Mr. Taylor said he had "great respect, love and admiration for Mrs. Bentley," noting that she had given him a job 18 months ago when he lost his previous job.

"In private, I have done my best to change Mrs. Bentley's course on the Serbian issue," he said. "It is my belief that we had no business being involved in this in the first place. [Mr. Hickey] has made allegations that staff time and energies were used on the Serbian issue, and he is right."

He offered no specifics or documentation to support his charges of inappropriate use of Mrs. Bentley's congressional staff, saying he didn't want to jeopardize people still on staff.


Mr. Kosmas, the Bentley campaign spokesman, said Mr. Taylor was not Mrs. Bentley's press secretary but a press aide.

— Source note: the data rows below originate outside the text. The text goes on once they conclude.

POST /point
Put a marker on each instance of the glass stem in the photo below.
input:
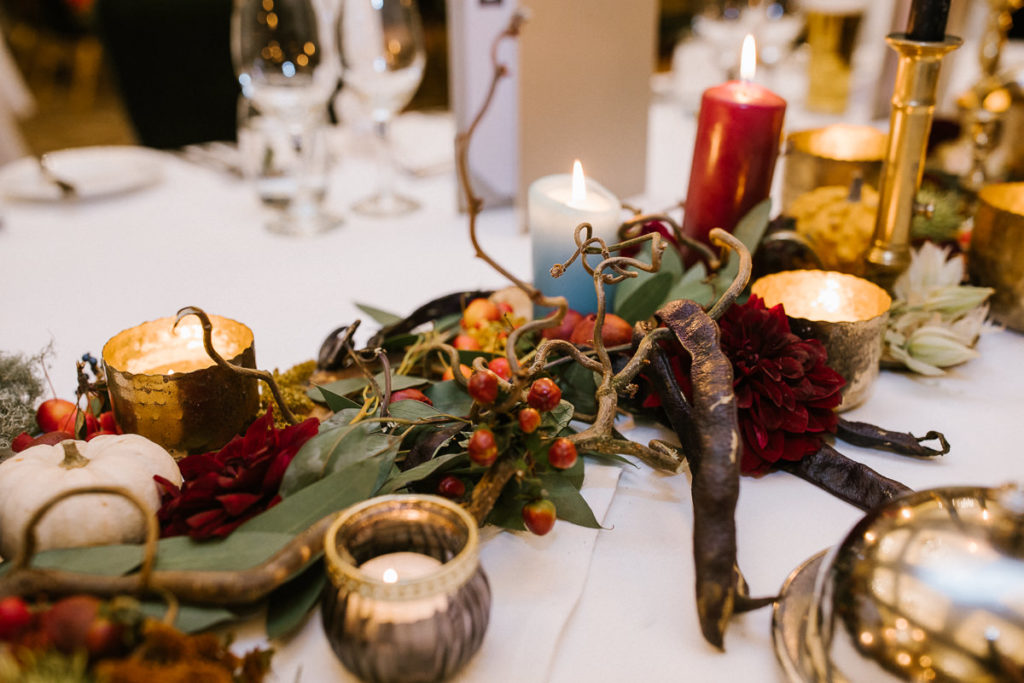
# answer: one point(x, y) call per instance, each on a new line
point(385, 161)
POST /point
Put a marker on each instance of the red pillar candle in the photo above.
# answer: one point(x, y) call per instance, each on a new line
point(738, 134)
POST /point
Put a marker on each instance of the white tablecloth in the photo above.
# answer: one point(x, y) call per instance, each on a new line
point(608, 605)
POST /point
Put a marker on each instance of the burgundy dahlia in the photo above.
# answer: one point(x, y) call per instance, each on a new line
point(784, 391)
point(223, 488)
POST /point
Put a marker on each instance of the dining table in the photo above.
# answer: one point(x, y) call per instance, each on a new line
point(615, 603)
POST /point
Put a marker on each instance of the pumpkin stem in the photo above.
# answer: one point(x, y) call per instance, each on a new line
point(73, 458)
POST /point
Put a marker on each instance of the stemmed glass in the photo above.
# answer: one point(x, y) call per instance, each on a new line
point(278, 46)
point(382, 59)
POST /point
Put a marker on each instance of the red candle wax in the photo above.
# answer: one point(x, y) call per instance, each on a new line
point(738, 133)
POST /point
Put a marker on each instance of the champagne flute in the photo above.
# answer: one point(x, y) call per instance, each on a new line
point(382, 58)
point(278, 46)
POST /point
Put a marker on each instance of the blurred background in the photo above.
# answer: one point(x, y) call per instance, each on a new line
point(99, 72)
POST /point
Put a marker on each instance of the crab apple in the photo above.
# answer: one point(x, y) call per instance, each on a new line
point(452, 486)
point(615, 331)
point(411, 394)
point(501, 367)
point(53, 413)
point(482, 447)
point(449, 374)
point(465, 342)
point(539, 516)
point(544, 394)
point(564, 329)
point(478, 312)
point(14, 616)
point(562, 454)
point(482, 387)
point(529, 420)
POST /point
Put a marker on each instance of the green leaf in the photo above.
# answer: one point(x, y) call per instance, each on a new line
point(568, 501)
point(418, 473)
point(238, 551)
point(287, 607)
point(381, 316)
point(350, 385)
point(450, 397)
point(190, 619)
point(335, 492)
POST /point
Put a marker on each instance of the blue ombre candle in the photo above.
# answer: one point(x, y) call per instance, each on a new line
point(556, 204)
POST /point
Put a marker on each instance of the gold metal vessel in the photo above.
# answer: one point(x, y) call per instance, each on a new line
point(996, 256)
point(830, 156)
point(163, 385)
point(848, 314)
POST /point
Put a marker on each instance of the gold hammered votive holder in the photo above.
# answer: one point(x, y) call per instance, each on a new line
point(406, 600)
point(830, 156)
point(996, 254)
point(164, 386)
point(848, 314)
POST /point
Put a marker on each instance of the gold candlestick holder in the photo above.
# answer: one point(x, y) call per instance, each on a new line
point(909, 124)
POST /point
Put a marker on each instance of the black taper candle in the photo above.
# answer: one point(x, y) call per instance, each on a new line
point(928, 20)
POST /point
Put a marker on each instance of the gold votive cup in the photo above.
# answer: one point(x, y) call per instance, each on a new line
point(164, 386)
point(848, 314)
point(832, 156)
point(996, 255)
point(416, 626)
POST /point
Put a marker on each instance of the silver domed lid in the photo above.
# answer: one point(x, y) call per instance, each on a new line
point(927, 588)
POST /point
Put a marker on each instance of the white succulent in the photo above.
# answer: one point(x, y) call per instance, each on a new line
point(934, 321)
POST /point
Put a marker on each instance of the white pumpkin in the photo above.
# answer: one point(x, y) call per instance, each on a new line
point(36, 474)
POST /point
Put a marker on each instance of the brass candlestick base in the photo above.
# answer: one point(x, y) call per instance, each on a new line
point(909, 124)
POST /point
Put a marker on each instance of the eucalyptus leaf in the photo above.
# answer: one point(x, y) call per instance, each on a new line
point(569, 503)
point(419, 472)
point(288, 605)
point(383, 317)
point(335, 492)
point(190, 619)
point(449, 397)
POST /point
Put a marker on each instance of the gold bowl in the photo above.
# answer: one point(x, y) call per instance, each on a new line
point(846, 313)
point(832, 156)
point(996, 256)
point(164, 386)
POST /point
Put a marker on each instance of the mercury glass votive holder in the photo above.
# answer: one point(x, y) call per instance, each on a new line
point(848, 314)
point(407, 599)
point(996, 255)
point(164, 386)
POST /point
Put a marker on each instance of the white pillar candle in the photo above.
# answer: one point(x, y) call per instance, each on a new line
point(556, 204)
point(393, 568)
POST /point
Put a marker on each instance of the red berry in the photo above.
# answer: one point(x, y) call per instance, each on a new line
point(478, 312)
point(483, 387)
point(562, 454)
point(482, 446)
point(614, 332)
point(411, 394)
point(54, 413)
point(544, 394)
point(14, 616)
point(22, 441)
point(465, 342)
point(539, 516)
point(564, 329)
point(501, 367)
point(529, 420)
point(452, 486)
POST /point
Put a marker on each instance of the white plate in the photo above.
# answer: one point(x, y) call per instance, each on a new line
point(94, 172)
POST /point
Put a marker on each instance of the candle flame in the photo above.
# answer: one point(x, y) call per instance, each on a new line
point(579, 185)
point(748, 58)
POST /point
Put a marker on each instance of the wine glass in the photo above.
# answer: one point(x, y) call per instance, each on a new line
point(382, 58)
point(278, 46)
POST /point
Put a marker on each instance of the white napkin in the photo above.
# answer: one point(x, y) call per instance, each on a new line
point(536, 583)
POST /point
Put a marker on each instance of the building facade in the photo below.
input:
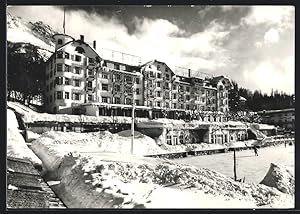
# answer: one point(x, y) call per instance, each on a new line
point(79, 80)
point(284, 118)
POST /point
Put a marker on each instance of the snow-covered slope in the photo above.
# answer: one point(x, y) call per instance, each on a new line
point(16, 146)
point(38, 34)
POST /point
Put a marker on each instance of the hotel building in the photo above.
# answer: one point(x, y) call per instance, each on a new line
point(83, 80)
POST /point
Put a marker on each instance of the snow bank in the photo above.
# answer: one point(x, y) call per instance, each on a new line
point(32, 135)
point(240, 144)
point(190, 147)
point(51, 146)
point(97, 182)
point(280, 177)
point(16, 145)
point(91, 178)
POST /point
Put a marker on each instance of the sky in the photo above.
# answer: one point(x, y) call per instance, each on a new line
point(252, 45)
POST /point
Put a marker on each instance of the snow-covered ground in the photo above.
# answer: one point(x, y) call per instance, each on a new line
point(91, 178)
point(16, 146)
point(111, 180)
point(252, 167)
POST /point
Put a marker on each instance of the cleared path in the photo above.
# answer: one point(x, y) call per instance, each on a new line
point(252, 167)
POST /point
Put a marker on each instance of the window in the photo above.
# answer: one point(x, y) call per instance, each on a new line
point(117, 88)
point(104, 87)
point(110, 65)
point(128, 79)
point(79, 50)
point(59, 95)
point(59, 80)
point(175, 139)
point(77, 83)
point(76, 96)
point(67, 81)
point(67, 68)
point(77, 58)
point(77, 70)
point(181, 139)
point(167, 77)
point(117, 76)
point(167, 95)
point(91, 60)
point(59, 54)
point(123, 67)
point(117, 67)
point(166, 85)
point(169, 139)
point(67, 55)
point(90, 84)
point(117, 100)
point(67, 94)
point(105, 75)
point(128, 101)
point(58, 68)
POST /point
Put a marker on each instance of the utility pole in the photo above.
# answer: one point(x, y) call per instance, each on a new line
point(132, 114)
point(234, 164)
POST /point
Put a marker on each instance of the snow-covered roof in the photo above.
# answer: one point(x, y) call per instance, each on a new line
point(265, 126)
point(243, 98)
point(276, 111)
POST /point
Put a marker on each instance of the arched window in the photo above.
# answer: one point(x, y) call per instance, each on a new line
point(80, 50)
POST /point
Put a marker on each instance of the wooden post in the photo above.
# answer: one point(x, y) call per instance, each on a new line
point(132, 127)
point(234, 164)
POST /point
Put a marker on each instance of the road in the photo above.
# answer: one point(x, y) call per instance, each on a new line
point(252, 167)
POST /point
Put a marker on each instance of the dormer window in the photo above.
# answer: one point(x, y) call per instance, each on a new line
point(80, 50)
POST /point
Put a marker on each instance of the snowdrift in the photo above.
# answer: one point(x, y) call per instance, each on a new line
point(281, 178)
point(16, 145)
point(113, 180)
point(57, 144)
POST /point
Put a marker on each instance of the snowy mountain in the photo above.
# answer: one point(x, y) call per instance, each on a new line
point(39, 34)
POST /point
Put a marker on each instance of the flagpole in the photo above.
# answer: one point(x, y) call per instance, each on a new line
point(64, 23)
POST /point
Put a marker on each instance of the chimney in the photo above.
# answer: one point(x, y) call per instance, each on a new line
point(82, 38)
point(94, 44)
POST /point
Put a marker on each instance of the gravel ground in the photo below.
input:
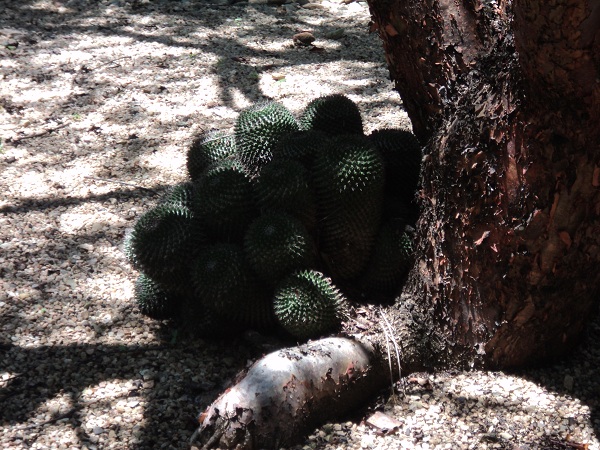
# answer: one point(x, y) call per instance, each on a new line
point(99, 101)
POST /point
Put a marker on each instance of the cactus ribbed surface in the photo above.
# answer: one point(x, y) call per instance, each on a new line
point(278, 244)
point(285, 185)
point(308, 305)
point(258, 130)
point(275, 211)
point(163, 242)
point(349, 187)
point(224, 202)
point(332, 114)
point(224, 282)
point(207, 149)
point(154, 300)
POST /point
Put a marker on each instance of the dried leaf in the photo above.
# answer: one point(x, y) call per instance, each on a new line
point(383, 423)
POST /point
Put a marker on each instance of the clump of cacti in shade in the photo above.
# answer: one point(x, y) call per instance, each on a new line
point(154, 300)
point(277, 244)
point(276, 213)
point(257, 132)
point(332, 114)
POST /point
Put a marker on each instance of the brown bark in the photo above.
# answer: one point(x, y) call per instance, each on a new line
point(508, 249)
point(509, 235)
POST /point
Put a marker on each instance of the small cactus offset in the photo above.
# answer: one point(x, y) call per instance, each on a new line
point(181, 194)
point(258, 131)
point(333, 114)
point(308, 305)
point(207, 149)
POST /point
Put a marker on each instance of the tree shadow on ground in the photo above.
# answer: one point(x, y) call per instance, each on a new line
point(230, 54)
point(75, 368)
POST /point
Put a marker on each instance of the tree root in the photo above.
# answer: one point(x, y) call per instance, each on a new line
point(289, 391)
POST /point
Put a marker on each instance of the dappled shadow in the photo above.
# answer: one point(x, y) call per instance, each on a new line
point(166, 24)
point(25, 204)
point(162, 378)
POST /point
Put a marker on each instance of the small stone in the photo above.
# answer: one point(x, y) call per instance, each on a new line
point(304, 38)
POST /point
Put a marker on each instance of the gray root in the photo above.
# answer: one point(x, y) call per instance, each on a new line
point(289, 391)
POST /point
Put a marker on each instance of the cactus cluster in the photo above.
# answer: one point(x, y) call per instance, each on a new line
point(275, 215)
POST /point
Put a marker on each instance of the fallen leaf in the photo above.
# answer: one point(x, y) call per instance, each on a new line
point(383, 423)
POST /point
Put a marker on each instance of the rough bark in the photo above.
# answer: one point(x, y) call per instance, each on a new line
point(509, 240)
point(505, 98)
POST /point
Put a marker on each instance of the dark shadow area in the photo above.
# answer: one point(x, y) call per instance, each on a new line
point(75, 368)
point(180, 34)
point(24, 205)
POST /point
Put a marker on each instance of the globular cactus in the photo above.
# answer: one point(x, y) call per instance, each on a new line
point(301, 146)
point(285, 185)
point(225, 284)
point(224, 201)
point(307, 304)
point(207, 149)
point(391, 259)
point(277, 244)
point(401, 152)
point(349, 187)
point(154, 300)
point(332, 114)
point(257, 131)
point(163, 241)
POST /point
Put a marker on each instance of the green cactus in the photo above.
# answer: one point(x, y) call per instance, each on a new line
point(284, 185)
point(333, 114)
point(301, 146)
point(349, 180)
point(258, 129)
point(401, 152)
point(224, 202)
point(391, 259)
point(181, 194)
point(206, 149)
point(308, 305)
point(153, 300)
point(163, 242)
point(225, 284)
point(278, 244)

However, the current copy of the Congressional Handbook lists him as the staff's press secretary.

"His responsibilities are primarily clerical," Mr. Kosmas. "They do not involve policy, he is not a senior staff member. That has caused problems in recent weeks for Mr. Taylor because he has sought to make decisions on his own that have not been approved by the congresswoman or senior members of the staff."

Mr. Kosmas said Mrs. Bentley offered to put Mr. Taylor on FFTC 30-day paid leave so he could seek help for his problems. When he did not take the offer, he was "disassociated" from the staff.

Yesterday, Mr. Taylor handed out a copy of a sympathetic letter he received from Mrs. Bentley making that offer. He received it Saturday, the day after he had resigned.

"Mr. Taylor has not sought help but has rather sought this course of action, leveling ridiculous charges against a woman who has been nothing but good for him," Mr. Kosmas said. "He chose to bite the hand that's feeding him rather than deal with his personal problems."

Mr. Kosmas also said Mr. Taylor left a variety of remarks on Mrs. Bentley's answering machine "with a very slurred voice, obviously having too much to drink, leaving threats against Mrs. Bentley."


Mr. Taylor acknowledged his drinking problem, but said, "I would never threaten a member of Congress, a woman I have high regard for."

In a prepared statement, Mrs. Bentley said she was "disappointed that Blaine has followed this course of action. . . . I find it disturbing and even outrageous that my opponent, Mike Hickey, used the opportunity presented by the obvious illness of Blaine Taylor to plug his own candidacy. . . . Using an ill veteran for one's own benefit is a new low in Maryland politics."

Officials in the Hickey campaign said Mr. Taylor contacted them Saturday and requested Mr. Hickey's presence at the news conference. Mr. Taylor, who is $40,000 in debt, said he had no promise of a job from Mr. Hickey should he make it to Congress.

"I hope this matter will go away," he said. "Will Mrs. Bentley win the election? Probably. Am I bound for Siberia? Most likely."